When the mammoth trial against the so-called Sauerland Group begins in Düsseldorf's Higher Regional Court on Wednesday, it will also have to address Mevlüt K.'s Balkans connections. Investigators now believe he played a more key role in the cell than previously thought. BKA investigators have concluded that he was responsible for acquiring 26 military detonators.
"Under K.'s direction, six detonators were obtained from Kosovo and 20 detonators from Turkey were smuggled into Germany," a BKA report states.
That makes K. the fifth man. But K. won't be sitting in the dock when the trial of terror suspects Fritz Gelowicz, Daniel Schneider, Adam Yilmaz and Attila Selek begins this week. A half dozen suspected helpers have also been detained under the orders of Germany's federal prosecutor. So far, though, they have been unable to catch K.
An investigation has been opened into the man, and German authorities have also requested legal aid from Turkish officials. Turkish police arrested K. and detained him for several months when he entered the country in 2002, but afterwards they allowed him to move about with astonishing freedom. That could be because of his side job.
Several German security officials claim that K. was not only working for jihad, but also as an informant for the Turkish secret service, which shared K.'s insider information with the CIA. Thus, the Düsseldorf court will also have to address the issue of whether K. obtained the detonators on behalf of officials or whether they knew about what he was doing as well as the question of how deeply intelligence officials infiltrated the people surrounding the Islamic Jihad Union, the terror group that Germany's federal prosecutor believes Gelowicz and Co. were members of. Without K.'s support would the accused even have been able to start building bombs? According to Manfred Gnidjic, a lawyer representing Attila Selek in the defense at the trial, "those are decisive questions that the court must urgently clear up."
In fact, the German terror cell did require assistance in obtaining the detonators.
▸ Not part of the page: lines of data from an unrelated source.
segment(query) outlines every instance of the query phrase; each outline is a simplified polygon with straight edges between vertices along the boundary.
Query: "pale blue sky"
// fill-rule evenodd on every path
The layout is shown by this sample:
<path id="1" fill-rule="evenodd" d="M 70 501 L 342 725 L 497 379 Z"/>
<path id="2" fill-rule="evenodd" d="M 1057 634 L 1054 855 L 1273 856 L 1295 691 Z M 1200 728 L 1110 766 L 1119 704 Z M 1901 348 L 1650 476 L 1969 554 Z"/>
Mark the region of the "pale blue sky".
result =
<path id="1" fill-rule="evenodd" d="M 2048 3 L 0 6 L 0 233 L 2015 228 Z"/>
According to BKA officials, Selek, who went back to Turkey in February 2007, approached a certain "Sut," a man investigators believe is Mevlüt K.
K. was able to help, too. He activated his network in Germany and the Balkans from his base in Turkey -- a surprising bycatch for investigators. According to the investigators' file, he activated at least 10 people in the next few weeks. Three are now under investigation in Germany by criminal investigators in the state of Lower-Saxony. Serbian authorities also have K.'s Balkans connections on the radar.
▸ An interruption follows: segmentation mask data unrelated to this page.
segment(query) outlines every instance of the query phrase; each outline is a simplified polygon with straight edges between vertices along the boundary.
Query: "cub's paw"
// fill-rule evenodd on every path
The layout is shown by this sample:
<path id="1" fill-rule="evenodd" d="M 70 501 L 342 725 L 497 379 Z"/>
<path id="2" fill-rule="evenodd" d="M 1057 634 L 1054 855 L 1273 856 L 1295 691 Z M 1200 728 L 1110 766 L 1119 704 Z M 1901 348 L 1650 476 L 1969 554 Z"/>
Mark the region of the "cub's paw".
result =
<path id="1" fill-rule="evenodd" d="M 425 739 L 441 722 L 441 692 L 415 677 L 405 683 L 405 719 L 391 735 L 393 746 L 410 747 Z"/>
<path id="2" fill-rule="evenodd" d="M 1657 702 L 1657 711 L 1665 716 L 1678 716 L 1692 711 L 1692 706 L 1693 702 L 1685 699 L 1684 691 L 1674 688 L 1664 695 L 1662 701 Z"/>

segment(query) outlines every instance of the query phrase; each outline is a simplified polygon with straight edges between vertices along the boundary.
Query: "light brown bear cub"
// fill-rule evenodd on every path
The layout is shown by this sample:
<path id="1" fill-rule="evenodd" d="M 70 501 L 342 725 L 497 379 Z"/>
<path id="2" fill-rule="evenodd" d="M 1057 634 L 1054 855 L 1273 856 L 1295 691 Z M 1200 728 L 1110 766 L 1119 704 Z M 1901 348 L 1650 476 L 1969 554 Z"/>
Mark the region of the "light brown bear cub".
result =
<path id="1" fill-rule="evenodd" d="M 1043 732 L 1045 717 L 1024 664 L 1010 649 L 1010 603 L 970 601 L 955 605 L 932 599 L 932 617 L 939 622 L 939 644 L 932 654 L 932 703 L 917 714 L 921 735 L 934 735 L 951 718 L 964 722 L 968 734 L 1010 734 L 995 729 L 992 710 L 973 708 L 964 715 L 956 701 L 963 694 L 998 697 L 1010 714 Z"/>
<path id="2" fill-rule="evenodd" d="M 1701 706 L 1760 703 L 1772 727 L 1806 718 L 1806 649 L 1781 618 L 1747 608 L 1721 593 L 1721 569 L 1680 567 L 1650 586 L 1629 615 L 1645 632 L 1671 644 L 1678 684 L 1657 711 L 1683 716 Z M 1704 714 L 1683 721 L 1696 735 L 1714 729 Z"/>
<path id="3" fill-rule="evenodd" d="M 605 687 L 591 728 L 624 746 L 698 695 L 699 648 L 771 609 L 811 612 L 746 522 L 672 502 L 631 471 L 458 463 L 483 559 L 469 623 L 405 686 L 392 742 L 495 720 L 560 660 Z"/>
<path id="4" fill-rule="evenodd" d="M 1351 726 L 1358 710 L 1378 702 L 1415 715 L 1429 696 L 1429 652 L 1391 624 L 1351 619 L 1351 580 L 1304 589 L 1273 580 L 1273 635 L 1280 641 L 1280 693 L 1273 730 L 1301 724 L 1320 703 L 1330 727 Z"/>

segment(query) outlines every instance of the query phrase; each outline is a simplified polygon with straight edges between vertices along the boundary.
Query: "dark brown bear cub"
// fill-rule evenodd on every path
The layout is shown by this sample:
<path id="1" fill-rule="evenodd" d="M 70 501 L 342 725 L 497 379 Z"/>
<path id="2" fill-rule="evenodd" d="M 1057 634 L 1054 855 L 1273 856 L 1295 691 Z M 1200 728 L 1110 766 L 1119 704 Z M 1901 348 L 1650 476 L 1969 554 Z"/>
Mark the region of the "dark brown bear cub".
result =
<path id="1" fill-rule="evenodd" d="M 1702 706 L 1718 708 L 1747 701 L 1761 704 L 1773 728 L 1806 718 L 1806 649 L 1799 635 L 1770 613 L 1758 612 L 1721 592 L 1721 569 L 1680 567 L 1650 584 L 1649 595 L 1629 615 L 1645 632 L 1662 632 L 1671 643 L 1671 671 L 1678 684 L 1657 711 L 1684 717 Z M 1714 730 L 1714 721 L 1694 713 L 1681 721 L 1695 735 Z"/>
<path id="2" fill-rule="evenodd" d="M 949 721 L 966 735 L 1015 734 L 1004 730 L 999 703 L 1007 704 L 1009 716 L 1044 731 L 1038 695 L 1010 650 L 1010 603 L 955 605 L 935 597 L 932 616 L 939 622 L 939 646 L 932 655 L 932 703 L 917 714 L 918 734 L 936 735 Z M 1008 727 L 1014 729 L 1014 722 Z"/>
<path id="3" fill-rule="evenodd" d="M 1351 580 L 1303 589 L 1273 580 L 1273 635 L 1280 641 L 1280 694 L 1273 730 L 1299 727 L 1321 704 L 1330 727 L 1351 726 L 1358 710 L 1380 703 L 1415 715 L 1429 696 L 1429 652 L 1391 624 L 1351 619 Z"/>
A BKA report alleges that a relative of Nedzad and Dzavid B. travelled by bus on July 23, 2007 to Germany from Kosovo. They allege he carried six explosives detonators made in Serbia and Bulgaria in his luggage. Eleven days later Ahmed H., a confidant of K., allegedly delivered the detonators to Gelowicz in Mannheim. But the delivery apparently wasn't enough. He communicated with Selek using a shared e-mail account he wrote: "A little bit more would be good."
Mevlüt K. had already arranged for a second and larger ration though. Investigators believe it was K. himself who hand-delivered the detonators in a plastic bag in an Istanbul mosque to a then 15-year-old German-Tunisian boy from Wolfsburg. The young man would later serve as a witness in the case. The contents of the bag included a pair of "Spice" brand shoes. Czech detonators had been hidden in the soles. The boy was paid €100 and he took a bus back to Germany, where he is believed to have turned over the detonators to Gelowicz on August 26 in the city of Braunschweig.
During arrests of three of the suspects in the terror cell in the town of Oberschledorn in the Sauerland region in the western state North-Rhine Westphalia on Sept. 4, 2007, all 26 detonators were recovered by police in a rental car. BKA specialists later tested them and found that only three were fully functional -- the rest had gotten moist or were unsuitable for the purpose. Was it a coincidence that they didn't work or a security measure on the part of informant K.'s minders? In any case, says one shaken German investigator, "Three would have been enough."